In balancing these two competing interests, courts generally apply the following six factors to determine whether the surreptitious copying qualifies as legitimate protected activity or illegal misappropriation.
- How did the employee obtain the documents?
- Was it accidental or in the course of their job duties?
- Or did they rummage through files or snoop around offices for documents?
- To whom did the employee produce the documents?
- To their attorney?
- Or to coworkers?
- How strong is the employer’s interest in keeping the documents confidential?
- Do they contain trade secrets, or other confidential information, or PII such as social security numbers or medical information?
- Or do they contain non-confidential information?
- How did the employer discover the misappropriation?
- Did the employee volunteer the information as part of the lawsuit?
- Or did the employer discover it on its own?
- Did the employee violate a company policy by taking the documents?
- What do the employer’s privacy and confidentiality policies say?
- Does the employee have an ability to preserve the evidence in a manner other than copying hte documents?
- Can the employee merely describe the content of the documents to his or her attorney?
So, the question then becomes, if you catch the employee red-handed with purloined documents, what should you do? Often, it’s fire now/ask question later. And court generally support this plan of attack.
For example, in O’Day v. McDonnell Douglas Helicopter Co., the 9th Circuit held that an employee actions in rifling through his boss’s desk the evening after being denied a promotion was not protected, even though he claims to have been looking for evidence of age discrimination.

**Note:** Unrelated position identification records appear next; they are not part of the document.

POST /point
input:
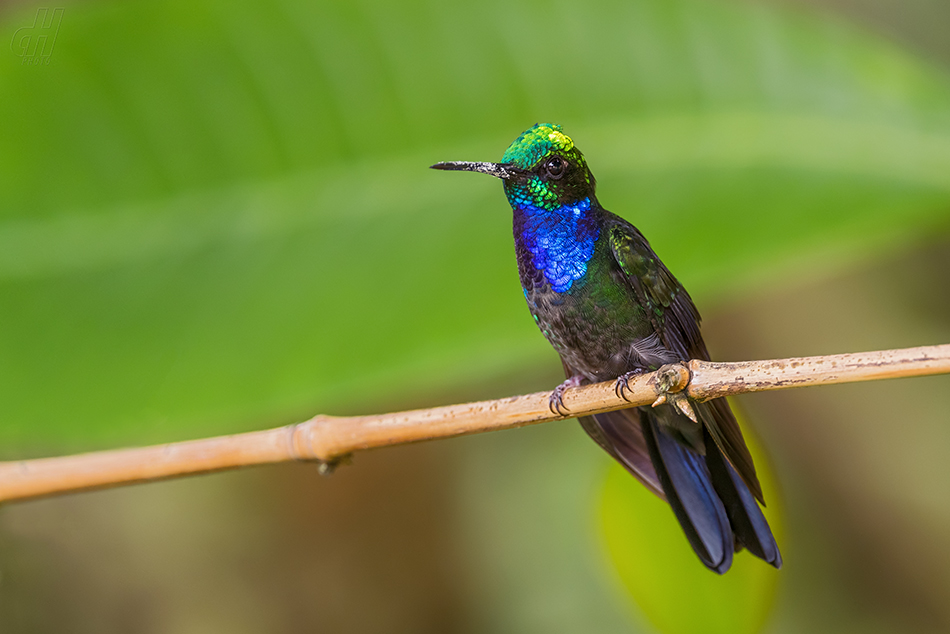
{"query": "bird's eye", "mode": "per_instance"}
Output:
(555, 167)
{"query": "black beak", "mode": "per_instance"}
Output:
(503, 171)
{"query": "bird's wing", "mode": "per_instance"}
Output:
(676, 322)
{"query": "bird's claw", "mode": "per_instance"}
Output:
(556, 400)
(622, 386)
(670, 385)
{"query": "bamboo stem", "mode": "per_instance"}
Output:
(328, 438)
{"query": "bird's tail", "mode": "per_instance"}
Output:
(714, 506)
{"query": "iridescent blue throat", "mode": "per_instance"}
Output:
(560, 241)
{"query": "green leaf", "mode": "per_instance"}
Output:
(656, 565)
(217, 215)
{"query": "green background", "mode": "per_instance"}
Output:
(217, 217)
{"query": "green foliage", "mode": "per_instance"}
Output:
(217, 215)
(658, 568)
(219, 212)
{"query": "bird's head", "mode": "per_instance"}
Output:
(541, 169)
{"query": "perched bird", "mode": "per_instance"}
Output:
(612, 310)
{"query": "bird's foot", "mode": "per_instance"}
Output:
(556, 401)
(671, 382)
(622, 386)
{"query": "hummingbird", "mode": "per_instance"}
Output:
(612, 310)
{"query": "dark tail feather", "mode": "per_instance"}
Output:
(748, 523)
(689, 490)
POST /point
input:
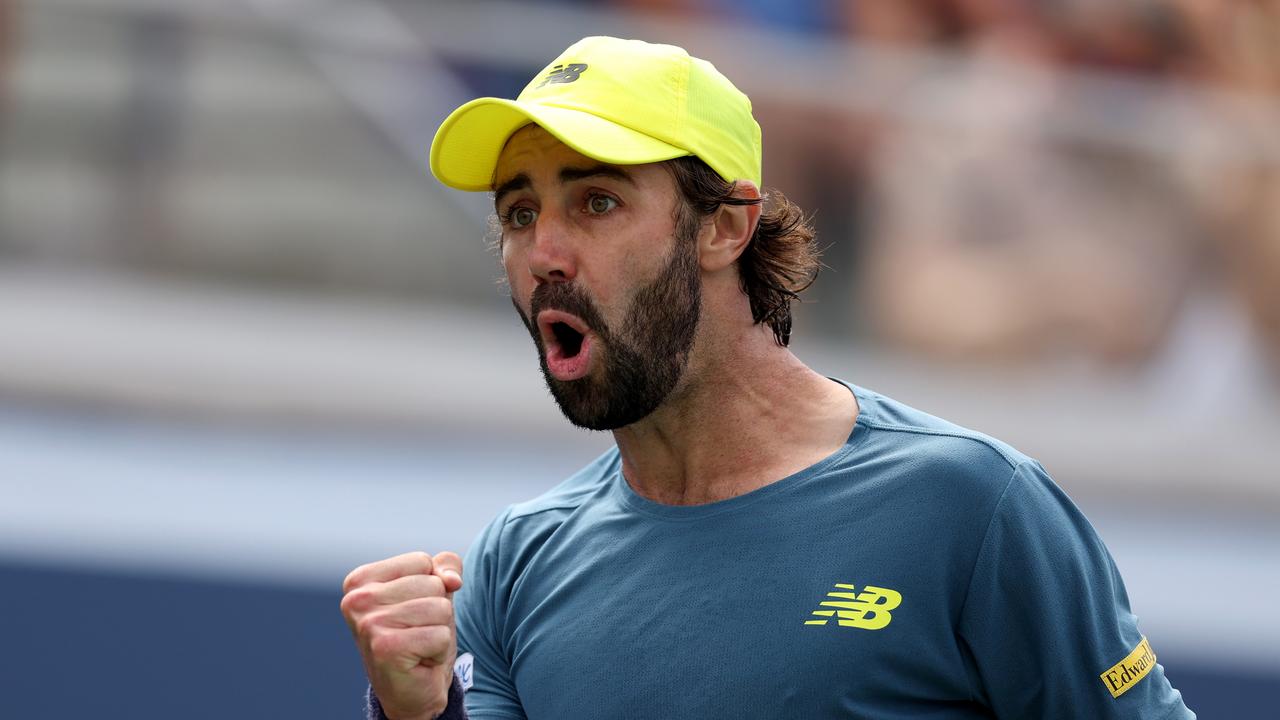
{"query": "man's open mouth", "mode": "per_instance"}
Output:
(566, 342)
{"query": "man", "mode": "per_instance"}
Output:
(763, 541)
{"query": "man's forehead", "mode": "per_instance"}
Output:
(533, 147)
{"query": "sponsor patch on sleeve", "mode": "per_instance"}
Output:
(1127, 673)
(462, 669)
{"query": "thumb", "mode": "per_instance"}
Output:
(448, 568)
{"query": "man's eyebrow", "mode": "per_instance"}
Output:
(566, 174)
(519, 182)
(570, 174)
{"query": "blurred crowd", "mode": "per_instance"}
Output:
(1005, 241)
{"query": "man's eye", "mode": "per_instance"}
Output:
(521, 217)
(600, 204)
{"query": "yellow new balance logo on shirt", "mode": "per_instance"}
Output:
(868, 610)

The 6th Circuit reached a similar conclusion in Niswander v. Cincinnati Ins. Co.
This is not to say that every instance of an employee copying confidential or other company documents to preserve potential evidence of discrimination is not protected. But it does mean that employees climb a steep hill in making this claim, especially when there are less self-help-y avenues to achieve the same goals (retaining counsel, who send a preservation letter to the employer).
So what should you do if you catch an employee copying documents? First, call your employment lawyer. Then, based on O’Day, Niswander, and other cases, rest comfortably that courts generally disfavor self-help, and, unless there is something inherently protected in the act of copying itself (only documents relating to alleged discrimination are copied, documents are emailed by the employee directly to counsel, are they snooping or sending documents they already have), then you are probably (but not certainly) protected in terminating the thieving employee.
For example, in O’Day v. McDonnell Douglas Helicopter Co., the 9th Circuit held that an employee actions in rifling through his boss’s desk the evening after being denied a promotion was not protected, even though he claims to have been looking for evidence of age discrimination.
In balancing an employer’s interest in maintaining a “harmonious and efficient” workplace with the protections of the anti-discrimination laws, we are loathe to provide employees an incentive to rifle through confidential files looking for evidence that might come in handy in later litigation. The opposition clause protects reasonable attempts to contest an employer’s discriminatory practices; it is not an insurance policy, a license to flaunt company rules or an invitation to dishonest behavior.
The 6th Circuit reached a similar conclusion in Niswander v. Cincinnati Ins. Co.
This is not to say that every instance of an employee copying confidential or other company documents to preserve potential evidence of discrimination is not protected. But it does mean that employees climb a steep hill in making this claim, especially when there are less self-help-y avenues to achieve the same goals (retaining counsel, who send a preservation letter to the employer).
So what should you do if you catch an employee copying documents? First, call your employment lawyer. Then, based on O’Day, Niswander, and other cases, rest comfortably that courts generally disfavor self-help, and, unless there is something inherently protected in the act of copying itself (only documents relating to alleged discrimination are copied, documents are emailed by the employee directly to counsel, are they snooping or sending documents they already have), then you are probably (but not certainly) protected in terminating the thieving employee.